The employees who convened to hear Pink had read ''A Whole New Mind" (published in late March) and had copies before them. They were mostly in their 20s and 30s, all casually attired, none more so than vice president of program development Ed Milano, who wore shorts and sneakers. As Pink spoke, Milano and several others opened small containers of clay that rested on the crescent-shaped conference table and began kneading the clay into the shape of sword-wielding figures or intricate buildings. From the way they described the creative challenges they face on the job, they seemed to love their work; from the way they stretched and molded the clay, they clearly felt the itch to design something. After a while, Pink also picked up a chunk of clay and began kneading it as he talked.
None of this detracted from the liveliness of the 100-minute conversation, which ranged across themes large (the search for meaning in an era of unbridled prosperity; the worldview of workers in agrarian or industrial economies compared to those in a post-industrial era) and small (how toasters and toilet brushes benefit from a design aesthetic; whether all those people ostentatiously toting yoga mats around are actually doing any yoga).

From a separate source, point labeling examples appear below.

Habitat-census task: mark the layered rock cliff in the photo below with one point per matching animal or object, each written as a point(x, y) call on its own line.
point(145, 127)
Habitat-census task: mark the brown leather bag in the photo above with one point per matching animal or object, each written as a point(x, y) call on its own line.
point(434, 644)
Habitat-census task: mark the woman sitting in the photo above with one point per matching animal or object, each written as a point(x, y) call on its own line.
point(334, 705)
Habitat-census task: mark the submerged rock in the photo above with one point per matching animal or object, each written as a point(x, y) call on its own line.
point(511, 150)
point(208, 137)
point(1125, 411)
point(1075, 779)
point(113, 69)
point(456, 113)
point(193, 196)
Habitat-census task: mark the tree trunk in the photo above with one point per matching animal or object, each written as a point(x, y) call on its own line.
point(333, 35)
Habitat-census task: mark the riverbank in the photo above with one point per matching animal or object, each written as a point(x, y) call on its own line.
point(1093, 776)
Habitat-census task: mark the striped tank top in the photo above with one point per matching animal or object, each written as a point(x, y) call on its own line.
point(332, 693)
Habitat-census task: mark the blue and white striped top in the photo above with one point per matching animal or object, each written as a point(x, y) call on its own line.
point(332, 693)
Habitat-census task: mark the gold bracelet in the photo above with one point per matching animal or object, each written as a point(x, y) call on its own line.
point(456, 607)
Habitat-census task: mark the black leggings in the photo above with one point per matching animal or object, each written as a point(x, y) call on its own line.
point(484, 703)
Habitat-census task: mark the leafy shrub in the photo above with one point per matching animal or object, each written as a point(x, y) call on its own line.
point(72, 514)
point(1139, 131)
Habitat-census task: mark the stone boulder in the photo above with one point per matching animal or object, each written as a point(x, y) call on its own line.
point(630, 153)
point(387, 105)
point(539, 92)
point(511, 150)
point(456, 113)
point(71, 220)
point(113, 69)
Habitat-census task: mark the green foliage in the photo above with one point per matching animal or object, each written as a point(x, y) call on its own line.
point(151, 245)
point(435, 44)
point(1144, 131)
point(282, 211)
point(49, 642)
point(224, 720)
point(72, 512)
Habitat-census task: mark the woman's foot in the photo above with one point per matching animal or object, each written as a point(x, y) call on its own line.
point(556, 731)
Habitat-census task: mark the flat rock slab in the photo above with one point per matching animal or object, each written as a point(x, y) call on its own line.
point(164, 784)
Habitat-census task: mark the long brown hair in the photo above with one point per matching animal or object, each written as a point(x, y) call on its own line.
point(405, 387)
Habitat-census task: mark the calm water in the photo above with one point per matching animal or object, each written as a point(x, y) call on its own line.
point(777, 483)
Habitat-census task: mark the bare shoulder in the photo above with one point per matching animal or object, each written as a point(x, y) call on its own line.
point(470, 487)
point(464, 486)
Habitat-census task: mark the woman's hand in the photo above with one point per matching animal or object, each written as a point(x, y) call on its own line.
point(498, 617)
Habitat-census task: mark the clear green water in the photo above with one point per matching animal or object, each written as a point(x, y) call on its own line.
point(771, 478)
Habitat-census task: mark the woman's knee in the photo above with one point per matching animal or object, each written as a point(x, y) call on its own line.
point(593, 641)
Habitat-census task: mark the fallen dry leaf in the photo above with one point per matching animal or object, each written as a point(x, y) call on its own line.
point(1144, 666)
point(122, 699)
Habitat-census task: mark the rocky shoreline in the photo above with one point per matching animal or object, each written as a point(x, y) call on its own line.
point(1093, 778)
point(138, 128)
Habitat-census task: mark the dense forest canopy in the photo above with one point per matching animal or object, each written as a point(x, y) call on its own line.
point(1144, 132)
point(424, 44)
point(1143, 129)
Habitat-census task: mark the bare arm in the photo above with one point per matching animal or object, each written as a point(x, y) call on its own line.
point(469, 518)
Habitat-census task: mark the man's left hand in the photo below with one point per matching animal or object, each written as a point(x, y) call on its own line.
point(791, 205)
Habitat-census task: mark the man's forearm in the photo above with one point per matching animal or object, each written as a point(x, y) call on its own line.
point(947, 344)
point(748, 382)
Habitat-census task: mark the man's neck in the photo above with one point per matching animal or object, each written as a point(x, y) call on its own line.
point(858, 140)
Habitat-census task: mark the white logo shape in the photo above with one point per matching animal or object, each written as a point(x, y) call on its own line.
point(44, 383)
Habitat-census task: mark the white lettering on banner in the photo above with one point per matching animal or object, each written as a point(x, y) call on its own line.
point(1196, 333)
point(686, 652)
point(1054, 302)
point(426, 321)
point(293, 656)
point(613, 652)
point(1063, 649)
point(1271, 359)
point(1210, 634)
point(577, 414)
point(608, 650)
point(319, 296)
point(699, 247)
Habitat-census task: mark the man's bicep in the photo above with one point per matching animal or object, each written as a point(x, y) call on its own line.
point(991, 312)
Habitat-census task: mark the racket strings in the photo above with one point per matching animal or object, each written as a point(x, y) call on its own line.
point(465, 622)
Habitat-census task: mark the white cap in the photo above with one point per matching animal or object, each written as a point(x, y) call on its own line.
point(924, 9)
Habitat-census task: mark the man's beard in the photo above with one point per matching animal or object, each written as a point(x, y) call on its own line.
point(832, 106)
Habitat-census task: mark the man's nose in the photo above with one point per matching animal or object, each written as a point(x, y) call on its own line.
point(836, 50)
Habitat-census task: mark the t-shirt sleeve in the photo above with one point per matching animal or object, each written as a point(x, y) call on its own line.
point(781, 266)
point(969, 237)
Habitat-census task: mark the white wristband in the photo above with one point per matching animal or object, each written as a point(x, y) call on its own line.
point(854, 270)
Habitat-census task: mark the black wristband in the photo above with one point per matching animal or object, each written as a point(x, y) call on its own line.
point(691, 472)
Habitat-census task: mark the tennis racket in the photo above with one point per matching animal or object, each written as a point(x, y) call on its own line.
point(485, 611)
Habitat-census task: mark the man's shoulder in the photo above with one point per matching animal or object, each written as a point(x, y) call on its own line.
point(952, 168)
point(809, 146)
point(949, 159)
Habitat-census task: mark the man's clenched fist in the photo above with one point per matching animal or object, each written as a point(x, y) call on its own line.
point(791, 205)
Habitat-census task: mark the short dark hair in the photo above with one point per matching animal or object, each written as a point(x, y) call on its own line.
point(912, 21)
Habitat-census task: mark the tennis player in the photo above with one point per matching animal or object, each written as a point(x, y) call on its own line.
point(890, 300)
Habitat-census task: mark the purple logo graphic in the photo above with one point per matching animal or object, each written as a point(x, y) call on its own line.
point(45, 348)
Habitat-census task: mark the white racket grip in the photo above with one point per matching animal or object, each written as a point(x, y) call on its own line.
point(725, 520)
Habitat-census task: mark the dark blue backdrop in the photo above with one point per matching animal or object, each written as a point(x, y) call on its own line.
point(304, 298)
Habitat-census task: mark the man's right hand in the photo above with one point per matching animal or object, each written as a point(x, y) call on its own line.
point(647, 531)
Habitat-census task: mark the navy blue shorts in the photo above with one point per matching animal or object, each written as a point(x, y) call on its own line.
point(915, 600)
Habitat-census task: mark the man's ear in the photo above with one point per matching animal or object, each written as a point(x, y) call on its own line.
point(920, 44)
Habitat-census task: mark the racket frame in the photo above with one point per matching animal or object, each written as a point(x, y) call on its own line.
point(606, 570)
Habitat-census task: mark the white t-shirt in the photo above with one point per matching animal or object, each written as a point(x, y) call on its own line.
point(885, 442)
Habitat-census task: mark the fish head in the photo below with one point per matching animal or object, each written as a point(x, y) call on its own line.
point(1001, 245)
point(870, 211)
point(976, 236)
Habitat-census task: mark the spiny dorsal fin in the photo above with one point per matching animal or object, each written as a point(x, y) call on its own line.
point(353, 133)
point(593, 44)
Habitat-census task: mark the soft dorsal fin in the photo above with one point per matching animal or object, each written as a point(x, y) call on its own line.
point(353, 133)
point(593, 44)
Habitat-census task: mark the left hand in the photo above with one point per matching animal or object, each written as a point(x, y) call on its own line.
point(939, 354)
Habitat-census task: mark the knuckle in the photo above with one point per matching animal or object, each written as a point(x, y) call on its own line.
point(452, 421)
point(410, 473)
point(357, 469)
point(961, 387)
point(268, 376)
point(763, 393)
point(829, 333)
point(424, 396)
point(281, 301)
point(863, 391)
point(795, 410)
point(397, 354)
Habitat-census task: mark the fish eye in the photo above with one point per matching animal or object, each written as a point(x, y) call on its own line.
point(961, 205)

During a tour of the firm before his talk, Pink displayed the eager attention to every detail of an author seeing the ideas of his book in action. Bicycles hung from the ceiling in one room, slickly designed cellphones lined a shelf in another, and a large speaker that looked like a piece of furniture stood in a third room. At the sight of a printer that creates three-dimensional objects from drawings, Pink muttered: ''Just amazing. It so accelerates the cycle time of any product development." He shot constant questions at Milano -- ''Are you doing a lot of rapid prototyping?" -- and seemed intrigued when he entered a room where an employee was working on a newfangled, dome-shaped umbrella dubbed the ''nubrella." Pink suggested to Milano that the firm consider making a two-person version, asserting that the umbrella field is ripe for innovation.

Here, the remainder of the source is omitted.